Les experts russes veillent à ce que l'armée ne franchisse pas les limites fixées par la stratégie politico-militaire commune du Caire et de Moscou. Elle consiste à allier la diplomatie à la violence pour obtenir un règlement honorable du conflit israélo-arabe.

Dans tous ses discours, le président Nasser demeure fidèle à cette ligne de conduite, considérée à l'étranger comme ambiguë par les uns, hypocrite par d'autres, mais qui paraît satisfaire l'armée et l'opinion. Il répète qu'il est disposé à appliquer à la lettre la résolution du Conseil de sécurité du 22 novembre 1967 ; mais il déclenche des duels d'artillerie sur le canal de Suez en essayant de détruire les fortifications ennemies sur la rive orientale.

Dès le 18 septembre 1968, un porte-parole officiel annonce que les forces égyptiennes mettront en application désormais le principe dit de la défense préventive.

Le président Nasser s'explique, le 2 décembre, dans ces termes : « Nous avions à franchir trois étapes : celle de la résistance, puis celle de la riposte, enfin celle de la libération des terres occupées [...]. L'étape la plus difficile a été celle de la résistance, et nous l'avons traversée. Nous avançons actuellement dans l'étape de la riposte, en renforçant nos forces armées par tous les moyens, afin de passer à l'étape de la libération des terres occupées par Israël. Cela exigera de nous de grands efforts et beaucoup de temps. »

Les réformes économiques

Selon ses termes, le « front intérieur doit tenir à tout prix ». S'il ne parvient pas à combler tous les vœux de ses sujets, il réussit néanmoins à neutraliser une opposition qui risquait de faire tache d'huile. Sans remettre en cause les structures fondamentales de l'État ou le style du pouvoir, les réformes qu'il décrète ne sont pas toutes illusoires et autorisent, en tout cas, des espoirs pour l'avenir.

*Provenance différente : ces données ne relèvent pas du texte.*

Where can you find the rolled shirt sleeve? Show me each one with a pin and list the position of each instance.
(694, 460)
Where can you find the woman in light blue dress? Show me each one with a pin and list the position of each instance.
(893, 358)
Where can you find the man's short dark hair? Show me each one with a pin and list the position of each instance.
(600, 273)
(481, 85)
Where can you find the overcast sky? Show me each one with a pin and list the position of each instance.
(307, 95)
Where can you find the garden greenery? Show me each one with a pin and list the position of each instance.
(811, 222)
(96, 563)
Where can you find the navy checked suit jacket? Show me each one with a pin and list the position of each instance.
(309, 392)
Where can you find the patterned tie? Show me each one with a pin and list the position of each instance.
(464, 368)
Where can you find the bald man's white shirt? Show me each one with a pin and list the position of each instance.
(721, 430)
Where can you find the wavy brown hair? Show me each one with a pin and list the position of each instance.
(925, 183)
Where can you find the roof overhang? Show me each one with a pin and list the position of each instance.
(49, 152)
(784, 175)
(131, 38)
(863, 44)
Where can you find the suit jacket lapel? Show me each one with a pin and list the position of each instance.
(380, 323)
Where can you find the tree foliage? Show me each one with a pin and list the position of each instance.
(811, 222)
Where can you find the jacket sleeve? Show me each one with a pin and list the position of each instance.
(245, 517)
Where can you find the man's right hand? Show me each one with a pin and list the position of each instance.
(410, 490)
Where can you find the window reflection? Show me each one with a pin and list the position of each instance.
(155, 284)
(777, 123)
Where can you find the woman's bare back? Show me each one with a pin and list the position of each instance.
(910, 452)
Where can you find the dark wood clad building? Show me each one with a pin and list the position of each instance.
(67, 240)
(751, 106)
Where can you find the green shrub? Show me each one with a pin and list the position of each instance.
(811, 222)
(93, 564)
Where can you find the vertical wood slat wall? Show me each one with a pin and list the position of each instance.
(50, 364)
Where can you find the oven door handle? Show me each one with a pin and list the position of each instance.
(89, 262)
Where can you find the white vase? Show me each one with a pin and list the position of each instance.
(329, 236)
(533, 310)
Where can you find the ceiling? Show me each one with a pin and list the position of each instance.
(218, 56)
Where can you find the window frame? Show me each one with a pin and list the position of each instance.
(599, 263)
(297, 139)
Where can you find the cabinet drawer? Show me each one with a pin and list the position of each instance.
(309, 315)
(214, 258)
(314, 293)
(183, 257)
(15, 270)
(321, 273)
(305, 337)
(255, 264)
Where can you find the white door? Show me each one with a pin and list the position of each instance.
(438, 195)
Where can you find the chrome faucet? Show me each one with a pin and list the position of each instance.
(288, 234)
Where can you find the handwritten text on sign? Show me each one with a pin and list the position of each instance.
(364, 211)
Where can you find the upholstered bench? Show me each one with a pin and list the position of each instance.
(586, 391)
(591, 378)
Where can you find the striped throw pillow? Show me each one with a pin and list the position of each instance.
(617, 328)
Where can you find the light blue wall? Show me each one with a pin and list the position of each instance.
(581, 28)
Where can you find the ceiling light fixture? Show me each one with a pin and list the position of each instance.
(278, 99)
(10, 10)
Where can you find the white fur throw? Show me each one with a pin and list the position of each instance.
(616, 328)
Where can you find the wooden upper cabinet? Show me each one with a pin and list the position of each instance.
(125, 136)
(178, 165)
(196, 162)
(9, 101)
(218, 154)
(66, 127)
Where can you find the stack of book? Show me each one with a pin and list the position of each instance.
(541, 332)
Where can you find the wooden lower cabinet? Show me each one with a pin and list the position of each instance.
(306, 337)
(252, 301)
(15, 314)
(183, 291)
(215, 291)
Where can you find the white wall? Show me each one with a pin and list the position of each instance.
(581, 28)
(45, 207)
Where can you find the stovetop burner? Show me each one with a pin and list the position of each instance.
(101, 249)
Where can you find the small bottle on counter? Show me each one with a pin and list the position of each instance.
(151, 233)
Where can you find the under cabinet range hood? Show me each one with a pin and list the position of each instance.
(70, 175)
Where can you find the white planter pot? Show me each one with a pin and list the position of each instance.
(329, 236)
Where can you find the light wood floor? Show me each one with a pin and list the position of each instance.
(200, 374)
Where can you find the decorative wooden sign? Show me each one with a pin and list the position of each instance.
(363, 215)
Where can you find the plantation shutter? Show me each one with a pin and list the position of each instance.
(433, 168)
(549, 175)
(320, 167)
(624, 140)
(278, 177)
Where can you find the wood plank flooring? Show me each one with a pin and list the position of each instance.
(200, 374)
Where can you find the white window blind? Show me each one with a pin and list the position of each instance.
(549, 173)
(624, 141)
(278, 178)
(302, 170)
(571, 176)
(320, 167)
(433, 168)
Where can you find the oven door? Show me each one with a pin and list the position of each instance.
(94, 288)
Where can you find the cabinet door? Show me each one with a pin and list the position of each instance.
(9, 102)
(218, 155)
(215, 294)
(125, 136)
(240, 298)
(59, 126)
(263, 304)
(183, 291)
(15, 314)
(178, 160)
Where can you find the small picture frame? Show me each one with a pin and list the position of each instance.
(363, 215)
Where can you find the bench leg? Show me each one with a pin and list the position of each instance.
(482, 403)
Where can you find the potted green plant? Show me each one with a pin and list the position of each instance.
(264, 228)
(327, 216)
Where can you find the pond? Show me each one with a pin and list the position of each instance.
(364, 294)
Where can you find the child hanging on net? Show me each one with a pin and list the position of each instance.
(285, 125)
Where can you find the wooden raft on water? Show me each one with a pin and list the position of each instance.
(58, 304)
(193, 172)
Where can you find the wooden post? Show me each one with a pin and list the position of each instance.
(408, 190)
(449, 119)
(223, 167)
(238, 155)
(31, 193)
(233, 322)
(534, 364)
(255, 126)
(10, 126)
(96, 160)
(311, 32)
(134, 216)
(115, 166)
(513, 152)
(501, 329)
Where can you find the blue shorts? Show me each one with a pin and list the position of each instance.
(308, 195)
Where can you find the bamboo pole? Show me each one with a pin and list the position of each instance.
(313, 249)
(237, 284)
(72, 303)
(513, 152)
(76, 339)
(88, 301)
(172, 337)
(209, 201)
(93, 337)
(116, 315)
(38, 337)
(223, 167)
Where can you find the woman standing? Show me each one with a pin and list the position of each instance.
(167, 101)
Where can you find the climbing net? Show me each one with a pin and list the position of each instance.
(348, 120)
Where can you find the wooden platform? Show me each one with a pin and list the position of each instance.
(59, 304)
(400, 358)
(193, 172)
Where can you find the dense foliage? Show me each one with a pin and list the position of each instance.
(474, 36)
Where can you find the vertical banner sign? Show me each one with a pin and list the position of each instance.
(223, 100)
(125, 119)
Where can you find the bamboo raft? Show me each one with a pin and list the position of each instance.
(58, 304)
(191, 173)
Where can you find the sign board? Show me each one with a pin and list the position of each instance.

En juillet-août 1968, il nomme de nouveaux gouverneurs à la tête des Mohafzat (gouvernorats), désigne de nouveaux chefs d'entreprises et de sociétés du secteur public, et réorganise certains ministères. Cent quarante coopératives agricoles au fonctionnement défectueux sont dissoutes ; dans le cadre de la lutte contre la concussion, 300 inspecteurs et comptables de coopératives sont sanctionnés, 54 sont déférés devant les tribunaux. Des centres de formation technique sont créés à l'intention des dirigeants des coopératives.

En novembre 1968 commence la distribution aux paysans pauvres de 64 827 feddans de terres nouvellement bonifiées, tandis que des crédits sont alloués pour la mise en valeur de terres en friche et l'expansion de l'agriculture. D'autre part, divers avantages sont accordés aux travailleurs de l'industrie ; le principe de la répartition d'une partie des bénéfices entre les membres du personnel est appliqué, pour la première fois, au secteur pétrolier : quelque 400 000 ouvriers en bénéficient désormais.

Ton passionné au congrès du parti

Conformément au programme du 30 mars du président Nasser, qui promet l'élargissement de la démocratie, des élections se déroulent en juillet 1968, de la base au sommet de l'Union socialiste arabe. Cinq millions de personnes participent à la consultation. L'organe suprême, le Comité exécutif supérieur, pourtant élu au scrutin secret, est entièrement constitué de fidèles du Rais, dont certains chefs historiques de la révolution, tels Ali Sabri, Hussein el Chafei, Anouar el Sadate et Mahmoud Fawzi.